A Printable Wheelchair
An organization called MakeGood NOLA is making it easier for parents to get the wheelchairs their kids need.

Courtesy of Noam Platt/MakeGood Design
Sebastian received a printed wheelchair called a Toddler Mobility Trainer when he was 18 months old. The wheelchair makes it easier for him to move around his house.
A wheelchair can cost thousands of dollars. For families of kids with disabilities, whose wheelchairs need to be replaced as they grow, the expenses add up fast. So an organization called MakeGood NOLA found a way to produce wheelchairs for a lot less money—by printing them out.
A 3D printer can produce just about any three-dimensional object if the user provides a design and some material, like plastic or metal. Anyone in the world with a 3D printer will be able to go to MakeGood NOLA’s website and download the free design for its printable wheelchair, called the Toddler Mobility Trainer (TMT). If they put the correct materials in the printer, they can print the TMT, part by part, and then put it together, with no tools required.
“We designed this to be modular and easy to make. Really, anyone with a 3D printer and some [material] can download the files and print it,” said Noam Platt, an architect who founded MakeGood in 2021.
Many architects design buildings, but some design devices that can be used in health care. At MakeGood, Platt is part of a team of experts who design not only wheelchairs but also many other useful tools. They include a pen ball, a ball that fits over a pen and can make it easier to grip, and a phone cuff, which goes over the hand and makes a phone easier to hold. All of the designs are free to download and can be printed with a 3D printer. MakeGood also helps individuals by designing and printing items to fit their needs.

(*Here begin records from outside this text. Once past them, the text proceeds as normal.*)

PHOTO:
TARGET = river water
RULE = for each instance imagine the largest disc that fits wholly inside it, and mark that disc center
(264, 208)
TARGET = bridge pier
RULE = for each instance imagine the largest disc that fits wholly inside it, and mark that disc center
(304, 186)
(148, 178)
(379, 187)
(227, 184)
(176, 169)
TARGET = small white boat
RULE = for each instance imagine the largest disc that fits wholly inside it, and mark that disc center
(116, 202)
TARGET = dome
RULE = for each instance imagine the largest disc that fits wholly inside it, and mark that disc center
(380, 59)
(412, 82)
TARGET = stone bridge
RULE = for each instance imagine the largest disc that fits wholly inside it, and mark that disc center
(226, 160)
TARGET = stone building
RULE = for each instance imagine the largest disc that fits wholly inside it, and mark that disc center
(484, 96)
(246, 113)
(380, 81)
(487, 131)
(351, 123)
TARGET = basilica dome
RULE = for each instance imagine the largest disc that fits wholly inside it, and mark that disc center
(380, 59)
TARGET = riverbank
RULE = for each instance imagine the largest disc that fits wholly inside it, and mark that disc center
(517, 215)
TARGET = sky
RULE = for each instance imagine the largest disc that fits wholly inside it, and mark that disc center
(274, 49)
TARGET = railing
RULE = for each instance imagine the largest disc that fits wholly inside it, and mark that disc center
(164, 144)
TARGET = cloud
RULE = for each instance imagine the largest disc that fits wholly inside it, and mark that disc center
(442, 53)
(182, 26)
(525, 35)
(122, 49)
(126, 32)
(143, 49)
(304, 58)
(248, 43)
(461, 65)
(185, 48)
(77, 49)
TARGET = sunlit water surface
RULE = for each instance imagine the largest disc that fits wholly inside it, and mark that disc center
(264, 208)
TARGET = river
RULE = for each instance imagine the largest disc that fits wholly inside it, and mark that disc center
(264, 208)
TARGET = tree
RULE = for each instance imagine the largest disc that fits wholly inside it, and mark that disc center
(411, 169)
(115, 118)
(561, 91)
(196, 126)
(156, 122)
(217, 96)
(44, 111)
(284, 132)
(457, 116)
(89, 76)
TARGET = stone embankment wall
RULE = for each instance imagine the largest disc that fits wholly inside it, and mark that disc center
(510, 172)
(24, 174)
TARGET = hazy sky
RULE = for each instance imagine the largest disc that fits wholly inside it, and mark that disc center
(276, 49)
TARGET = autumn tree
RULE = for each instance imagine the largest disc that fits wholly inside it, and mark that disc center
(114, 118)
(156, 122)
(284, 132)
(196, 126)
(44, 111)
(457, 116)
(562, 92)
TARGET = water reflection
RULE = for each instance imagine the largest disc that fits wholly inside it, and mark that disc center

Courtesy of Noam Platt/MakeGood Design
MakeGood NOLA designed the pen ball, which can be printed on a 3D printer. This device makes it easier to grip a pen.
Like MakeGood’s other designs, the TMT wheelchair is customizable. It can be printed in any color, and that’s just the beginning. Platt plans to adjust the TMT design to fit the needs of different users.
“[We plan to] start filling those requests with custom-printed chairs, including things that you might need for your particular chair,” Platt said in a video posted to MakeGood’s Instagram account.
The wheelchair is already helping kids with disabilities.
“It’s an A+,” one parent told CBS News, about an earlier version of the TMT. “It’s helped [my son] become more mobile and be able to adapt into the other things that he’s going to be offered. It’s helped his development.”